At intermission, Xavier sold refreshments. Of the items he had, 1/5 were granola bars and 1/2 of the remaining items were containers of popcorn. The rest were divided equally among apples, rice cake, and containers of yogurt. Xavier sold the 8 apples he had. How many items did he originally have?
Let's break down the information step-by-step:
Step 1: Xavier had 1/5 of the items as granola bars.
Step 2: The remaining items after selling granola bars were 4/5 of the original items.
Step 3: 1/2 of the remaining items were containers of popcorn, so Xavier had 1/2 * 4/5 = 4/10 = 2/5 of the original items as containers of popcorn.
Step 4: The remaining items after selling granola bars and containers of popcorn were 3/5 of the original items.
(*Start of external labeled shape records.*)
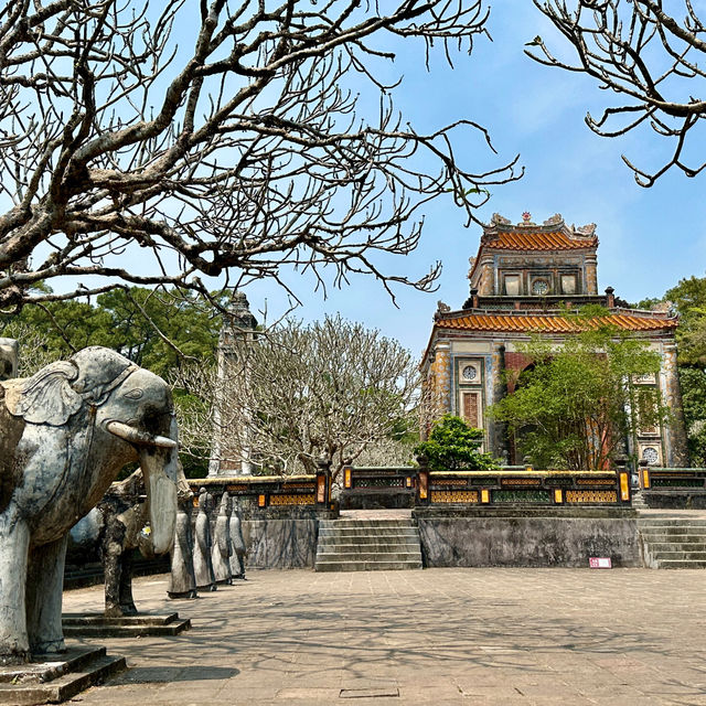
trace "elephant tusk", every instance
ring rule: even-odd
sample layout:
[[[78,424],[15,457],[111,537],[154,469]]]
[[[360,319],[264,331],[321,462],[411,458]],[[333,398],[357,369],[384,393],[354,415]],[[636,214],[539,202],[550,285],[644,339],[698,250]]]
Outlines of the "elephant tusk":
[[[106,429],[116,437],[120,437],[136,446],[158,446],[165,449],[175,449],[178,446],[173,439],[160,436],[153,437],[122,421],[108,421]]]

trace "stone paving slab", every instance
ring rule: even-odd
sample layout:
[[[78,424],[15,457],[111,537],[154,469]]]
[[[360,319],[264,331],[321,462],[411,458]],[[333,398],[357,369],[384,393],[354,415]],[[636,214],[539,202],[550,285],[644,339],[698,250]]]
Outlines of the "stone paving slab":
[[[191,601],[137,579],[140,609],[192,630],[101,640],[132,668],[76,703],[706,706],[704,571],[249,576]],[[64,595],[71,612],[101,602],[101,587]]]

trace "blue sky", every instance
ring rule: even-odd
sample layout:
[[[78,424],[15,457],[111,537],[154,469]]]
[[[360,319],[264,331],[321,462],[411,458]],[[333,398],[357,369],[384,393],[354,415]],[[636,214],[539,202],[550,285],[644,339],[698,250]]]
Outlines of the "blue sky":
[[[535,222],[558,212],[569,224],[597,223],[600,290],[610,285],[629,301],[662,296],[683,277],[704,276],[706,176],[687,179],[674,172],[652,189],[637,185],[621,154],[641,165],[656,164],[671,145],[651,131],[606,139],[588,129],[586,113],[598,116],[614,96],[582,75],[541,66],[524,55],[525,42],[537,34],[559,52],[564,46],[532,3],[493,6],[488,26],[493,42],[481,38],[470,57],[459,57],[454,71],[437,61],[427,73],[421,47],[414,43],[395,62],[405,76],[396,105],[415,127],[432,129],[470,118],[491,131],[500,161],[521,154],[525,176],[495,188],[478,214],[481,221],[488,223],[499,212],[517,222],[527,210]],[[489,163],[484,150],[475,151],[480,143],[456,148],[466,163]],[[399,308],[395,308],[378,284],[359,278],[343,290],[329,290],[324,299],[311,293],[308,282],[297,282],[295,274],[291,281],[304,303],[297,315],[313,320],[341,312],[381,329],[419,354],[437,300],[458,309],[467,298],[468,258],[475,254],[480,235],[479,226],[464,228],[463,214],[450,202],[437,203],[426,210],[419,248],[389,267],[418,276],[430,263],[441,260],[438,292],[399,288]],[[285,306],[281,292],[267,284],[246,293],[254,311],[267,303],[269,321]]]

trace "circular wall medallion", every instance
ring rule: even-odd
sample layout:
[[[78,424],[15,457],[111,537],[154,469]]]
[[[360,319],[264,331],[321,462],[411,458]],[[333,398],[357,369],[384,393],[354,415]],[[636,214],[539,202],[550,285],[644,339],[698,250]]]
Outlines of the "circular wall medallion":
[[[533,295],[546,295],[549,291],[549,282],[546,279],[535,279],[532,282]]]

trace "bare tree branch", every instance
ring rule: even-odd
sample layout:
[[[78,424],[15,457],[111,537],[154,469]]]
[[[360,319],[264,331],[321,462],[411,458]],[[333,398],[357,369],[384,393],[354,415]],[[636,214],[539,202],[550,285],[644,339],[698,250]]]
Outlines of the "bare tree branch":
[[[586,116],[593,132],[619,137],[649,126],[674,141],[671,157],[656,169],[623,156],[638,184],[652,186],[672,168],[687,176],[706,168],[698,147],[706,99],[697,97],[706,78],[706,30],[691,0],[683,0],[681,20],[661,0],[533,1],[573,45],[578,63],[557,58],[541,36],[528,43],[537,49],[525,53],[541,64],[585,73],[620,96],[621,104],[598,119]],[[676,4],[670,3],[673,12]]]
[[[445,194],[473,220],[515,162],[460,167],[451,138],[490,146],[485,130],[461,120],[419,133],[377,76],[397,41],[420,39],[428,54],[441,43],[449,60],[470,51],[483,0],[201,8],[0,10],[0,309],[51,299],[33,287],[66,276],[75,295],[120,281],[206,293],[200,276],[284,285],[286,268],[322,287],[362,272],[391,293],[434,288],[438,265],[413,279],[376,255],[410,253],[422,207]],[[378,96],[377,115],[361,92]]]

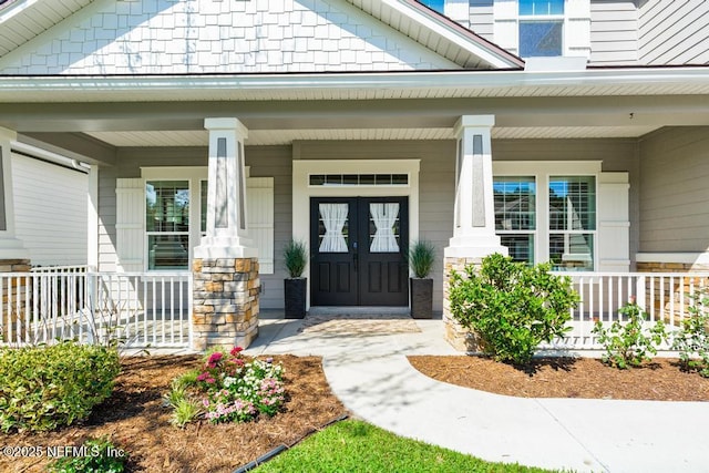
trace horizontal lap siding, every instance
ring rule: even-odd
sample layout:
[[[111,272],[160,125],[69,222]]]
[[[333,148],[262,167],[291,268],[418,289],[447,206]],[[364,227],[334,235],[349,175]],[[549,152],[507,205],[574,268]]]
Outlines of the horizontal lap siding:
[[[639,12],[639,51],[644,64],[709,62],[709,2],[648,0]]]
[[[667,128],[640,143],[641,251],[709,248],[709,127]]]
[[[86,174],[18,154],[12,173],[17,236],[32,265],[85,265]]]
[[[590,63],[635,64],[638,60],[638,13],[634,1],[590,2]]]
Step 5: The remaining items were divided equally among apples, rice cake, and containers of yogurt. Since Xavier sold 8 apples, there were a total of 3 * 8 = 24 items in apples, rice cake, and containers of yogurt.
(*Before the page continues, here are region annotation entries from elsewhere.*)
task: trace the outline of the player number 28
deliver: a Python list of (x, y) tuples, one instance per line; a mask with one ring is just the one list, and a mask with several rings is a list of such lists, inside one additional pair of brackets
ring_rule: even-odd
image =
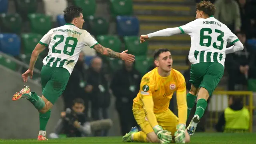
[[(212, 37), (209, 35), (204, 35), (204, 32), (208, 32), (210, 34), (212, 33), (212, 30), (210, 28), (202, 28), (200, 30), (200, 44), (201, 46), (209, 47), (212, 44)], [(224, 32), (221, 30), (215, 29), (214, 32), (220, 34), (217, 37), (217, 40), (220, 42), (220, 46), (217, 46), (216, 42), (212, 44), (212, 46), (214, 48), (221, 50), (223, 48), (224, 40), (222, 38), (224, 36)], [(204, 40), (207, 39), (207, 43), (204, 43)]]
[[(56, 35), (54, 36), (53, 37), (53, 39), (54, 40), (56, 40), (57, 38), (60, 38), (60, 40), (59, 40), (58, 42), (57, 42), (55, 44), (52, 46), (52, 53), (56, 53), (58, 54), (61, 53), (61, 50), (56, 50), (55, 49), (55, 47), (58, 46), (58, 44), (60, 44), (61, 42), (62, 42), (64, 41), (64, 36), (62, 35)], [(73, 41), (73, 44), (70, 44), (70, 41)], [(64, 54), (66, 55), (68, 55), (69, 56), (71, 56), (74, 54), (74, 52), (75, 51), (75, 48), (76, 46), (76, 45), (77, 44), (77, 39), (76, 38), (75, 38), (74, 37), (69, 36), (67, 37), (66, 39), (66, 41), (65, 41), (65, 46), (64, 46), (64, 49), (63, 49), (63, 53)], [(70, 52), (68, 51), (68, 48), (70, 47), (71, 48), (71, 49)]]

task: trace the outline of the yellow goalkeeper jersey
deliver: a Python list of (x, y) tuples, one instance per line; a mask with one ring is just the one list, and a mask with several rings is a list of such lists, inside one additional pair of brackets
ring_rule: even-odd
[(167, 77), (160, 76), (158, 68), (144, 75), (140, 83), (140, 91), (134, 99), (134, 103), (144, 109), (151, 109), (152, 108), (145, 108), (145, 105), (143, 104), (146, 102), (143, 99), (148, 100), (144, 98), (149, 98), (153, 101), (154, 113), (160, 113), (169, 108), (170, 101), (175, 91), (177, 92), (179, 121), (180, 123), (186, 123), (187, 106), (185, 78), (175, 69), (172, 69)]

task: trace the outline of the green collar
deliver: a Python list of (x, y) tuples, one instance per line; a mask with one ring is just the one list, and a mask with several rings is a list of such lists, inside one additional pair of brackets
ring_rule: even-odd
[(73, 25), (74, 26), (76, 26), (74, 25), (74, 24), (70, 24), (70, 23), (66, 23), (66, 24), (65, 24), (65, 25)]

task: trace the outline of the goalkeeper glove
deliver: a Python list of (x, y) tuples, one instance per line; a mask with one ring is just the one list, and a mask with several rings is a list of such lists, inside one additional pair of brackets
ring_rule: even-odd
[(175, 143), (185, 144), (186, 126), (184, 124), (179, 124), (176, 127), (177, 130), (174, 133)]
[(161, 144), (168, 144), (172, 142), (172, 138), (171, 132), (163, 130), (163, 128), (159, 125), (155, 126), (153, 129), (157, 135)]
Step 6: The remaining items from Step 4 were 3/5 of the original items, and since there were 24 items in apples, rice cake, and containers of yogurt, the original number of items was 5/3 * 24 = 40.
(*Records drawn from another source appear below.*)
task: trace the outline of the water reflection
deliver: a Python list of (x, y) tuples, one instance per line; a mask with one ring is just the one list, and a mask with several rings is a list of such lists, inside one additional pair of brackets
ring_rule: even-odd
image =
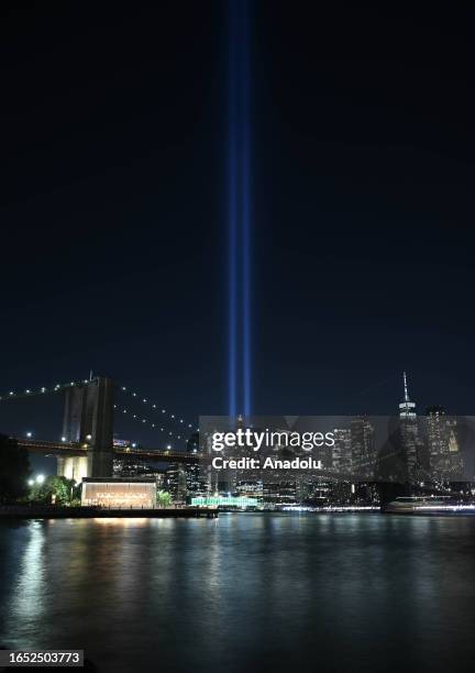
[(470, 670), (474, 533), (357, 514), (0, 526), (1, 642), (102, 671), (439, 671), (454, 651)]

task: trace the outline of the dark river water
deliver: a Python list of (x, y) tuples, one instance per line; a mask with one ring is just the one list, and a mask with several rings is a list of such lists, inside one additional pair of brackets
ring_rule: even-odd
[(98, 671), (473, 671), (475, 517), (0, 525), (0, 644)]

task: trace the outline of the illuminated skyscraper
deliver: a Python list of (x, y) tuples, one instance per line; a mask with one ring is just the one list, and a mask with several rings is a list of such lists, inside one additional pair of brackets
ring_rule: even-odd
[(374, 477), (376, 463), (375, 429), (364, 416), (351, 422), (351, 465), (356, 479)]
[(429, 407), (427, 431), (432, 476), (440, 479), (460, 478), (463, 461), (456, 435), (456, 419), (446, 416), (443, 407)]
[(404, 400), (399, 405), (399, 418), (402, 449), (407, 467), (407, 477), (415, 481), (423, 463), (423, 442), (420, 439), (416, 404), (410, 400), (406, 372), (404, 378)]

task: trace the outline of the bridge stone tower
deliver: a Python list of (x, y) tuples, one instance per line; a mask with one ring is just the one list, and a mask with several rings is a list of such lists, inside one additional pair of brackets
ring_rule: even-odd
[(112, 476), (114, 383), (106, 376), (68, 388), (63, 437), (87, 444), (87, 456), (58, 457), (58, 475), (74, 478)]

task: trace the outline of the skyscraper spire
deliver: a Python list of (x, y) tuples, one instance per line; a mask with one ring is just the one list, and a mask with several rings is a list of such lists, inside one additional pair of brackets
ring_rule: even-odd
[(408, 389), (407, 389), (406, 372), (402, 372), (402, 377), (404, 377), (404, 382), (405, 382), (405, 401), (409, 401), (409, 393), (408, 393)]
[(416, 405), (409, 399), (406, 372), (402, 372), (402, 380), (405, 387), (404, 401), (399, 405), (399, 416), (401, 418), (416, 418)]

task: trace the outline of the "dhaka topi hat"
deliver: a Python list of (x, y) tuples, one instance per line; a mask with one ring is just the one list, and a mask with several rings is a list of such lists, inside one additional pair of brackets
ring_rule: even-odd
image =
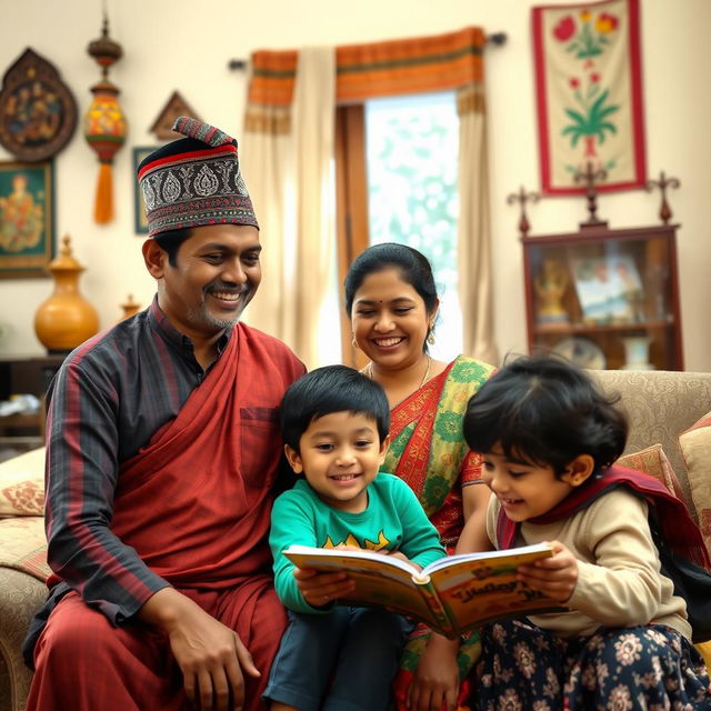
[(138, 167), (148, 233), (203, 224), (251, 224), (259, 229), (240, 173), (237, 141), (187, 116), (173, 123), (178, 139), (147, 156)]

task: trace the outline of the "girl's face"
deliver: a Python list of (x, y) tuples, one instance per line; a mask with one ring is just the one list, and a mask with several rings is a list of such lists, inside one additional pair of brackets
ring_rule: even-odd
[(481, 478), (517, 522), (548, 513), (581, 483), (568, 470), (559, 479), (550, 465), (507, 459), (498, 443), (483, 455)]
[(351, 323), (358, 347), (370, 360), (399, 370), (422, 358), (434, 316), (400, 270), (388, 268), (365, 277), (356, 291)]

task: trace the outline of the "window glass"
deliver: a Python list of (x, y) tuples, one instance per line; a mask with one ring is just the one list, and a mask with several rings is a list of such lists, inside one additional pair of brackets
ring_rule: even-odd
[(400, 242), (430, 260), (441, 301), (430, 352), (449, 361), (462, 348), (454, 94), (368, 101), (365, 136), (371, 244)]

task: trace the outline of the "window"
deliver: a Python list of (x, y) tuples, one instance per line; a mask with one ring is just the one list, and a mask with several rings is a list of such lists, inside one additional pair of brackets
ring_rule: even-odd
[[(441, 301), (431, 352), (445, 361), (462, 349), (458, 156), (459, 119), (451, 92), (339, 109), (339, 281), (369, 244), (392, 241), (421, 251), (432, 264)], [(347, 319), (342, 347), (343, 362), (360, 365)]]

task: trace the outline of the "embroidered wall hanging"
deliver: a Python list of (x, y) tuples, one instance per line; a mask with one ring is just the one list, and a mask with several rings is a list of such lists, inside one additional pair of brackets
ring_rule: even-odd
[(584, 192), (575, 176), (603, 170), (600, 192), (645, 184), (639, 0), (532, 9), (544, 194)]

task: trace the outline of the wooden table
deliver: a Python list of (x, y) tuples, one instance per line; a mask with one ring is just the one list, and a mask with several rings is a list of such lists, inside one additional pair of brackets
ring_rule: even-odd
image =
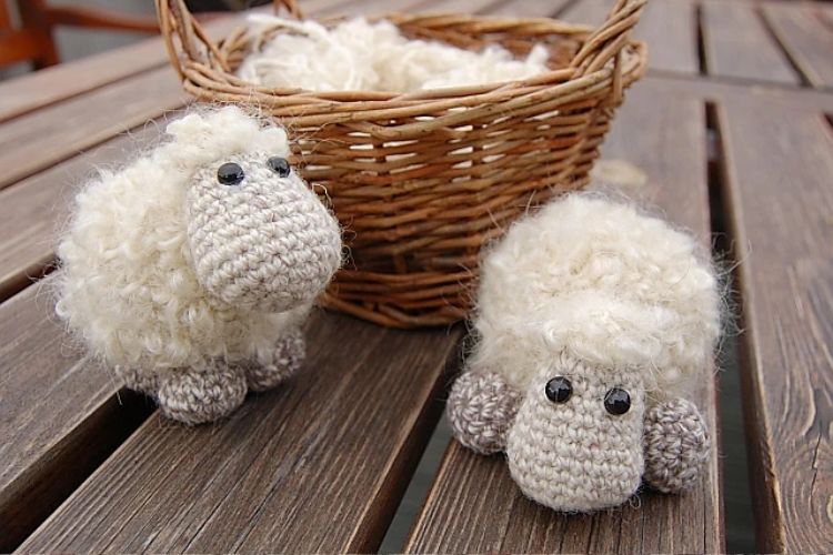
[[(391, 8), (303, 4), (315, 16)], [(608, 4), (397, 8), (598, 22)], [(833, 9), (652, 0), (638, 33), (651, 69), (603, 154), (642, 168), (640, 195), (704, 248), (731, 248), (759, 547), (831, 551)], [(159, 39), (0, 83), (0, 551), (374, 551), (441, 415), (462, 326), (401, 332), (315, 313), (307, 372), (228, 422), (185, 428), (80, 357), (51, 313), (72, 185), (185, 100)], [(703, 380), (697, 401), (720, 437), (720, 375)], [(715, 552), (724, 518), (717, 452), (691, 494), (644, 493), (586, 516), (534, 505), (500, 457), (451, 443), (402, 547)]]

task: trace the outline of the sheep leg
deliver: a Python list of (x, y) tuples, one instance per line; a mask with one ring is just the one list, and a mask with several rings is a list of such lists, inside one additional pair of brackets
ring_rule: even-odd
[(709, 458), (709, 430), (697, 407), (674, 398), (645, 415), (644, 481), (664, 493), (694, 487)]
[(249, 389), (271, 390), (301, 367), (305, 354), (307, 342), (301, 329), (284, 333), (273, 349), (259, 352), (257, 359), (244, 366)]
[(491, 455), (506, 446), (506, 432), (521, 405), (521, 394), (493, 372), (466, 372), (449, 394), (446, 414), (460, 443)]
[(162, 414), (185, 424), (223, 418), (243, 403), (245, 376), (218, 363), (208, 369), (174, 369), (159, 376), (157, 402)]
Therefore, Xavier originally had 40 items.
To solve this problem, we need to work backward and calculate the number of items Xavier originally had.
We know that Xavier sold 8 apples. Since the remaining items were divided equally among apples, rice cakes, and containers of yogurt, each of these categories had the same number of items.
Let's assume the number of items in each category is represented by "x".
So, the total number of items in those three categories combined is 3 times "x", which is equal to 3x.
We also know that 1/2 of the remaining items were containers of popcorn. Therefore, the remaining number of items after selling the 8 apples and the containers of popcorn is equal to 2x.
We are also given that 1/5 of the original items were granola bars. Hence, the remaining number of items after selling the 8 apples, the containers of popcorn, and the granola bars is equal to 5x.
Since we want to find the original number of items, we need to find the value of "x".
We know that the remaining number of items is equal to 5x. Subtracting 5x from the original number of items gives us:
Original number of items - 5x = 0 (since all remaining items were sold)
Simplifying this equation gives:
Original number of items = 5x
So, we need to find the value of "x" for which the original number of items is 5 times "x".
Unfortunately, the given information does not provide us with enough details to determine the value of "x" or the original number of items. We would need additional information or data to solve this problem.
x = number of items
He have:
x / 5 of granola and x / 2 popcorn
x / 5 + x / 2 = 2 x / 10 + 5 x / 10 = 7 x / 10
He had 7 x / 10 granola and popcorn.
The rest = 10 x / 10 - 7 x / 10 = 3 x / 10
The rest were divided equally among apples, rice cake, and containers of yogurt mean:
The rest is divided into 3 equal parts each:
( 3 x / 10 ) / 3 = 3 x / 30 = x / 10
So 8 apples = x / 10
x / 10 = 8
Multiply both sides by 10
x = 80
He originally have 80 items.
Proof:
He had 7 x / 10 granola and popcorn.
He had 7 ∙ 80 / 10 = 560 / 10 = 56 granola and popcorn.
The rest = 80 - 56 = 24
The rest were divided equally among apples, rice cake, and containers of yogurt.
The rest / 3 = 24 / 3 = 8
He have 8 among apples, 8 rice cake, 8 containers of yogurt.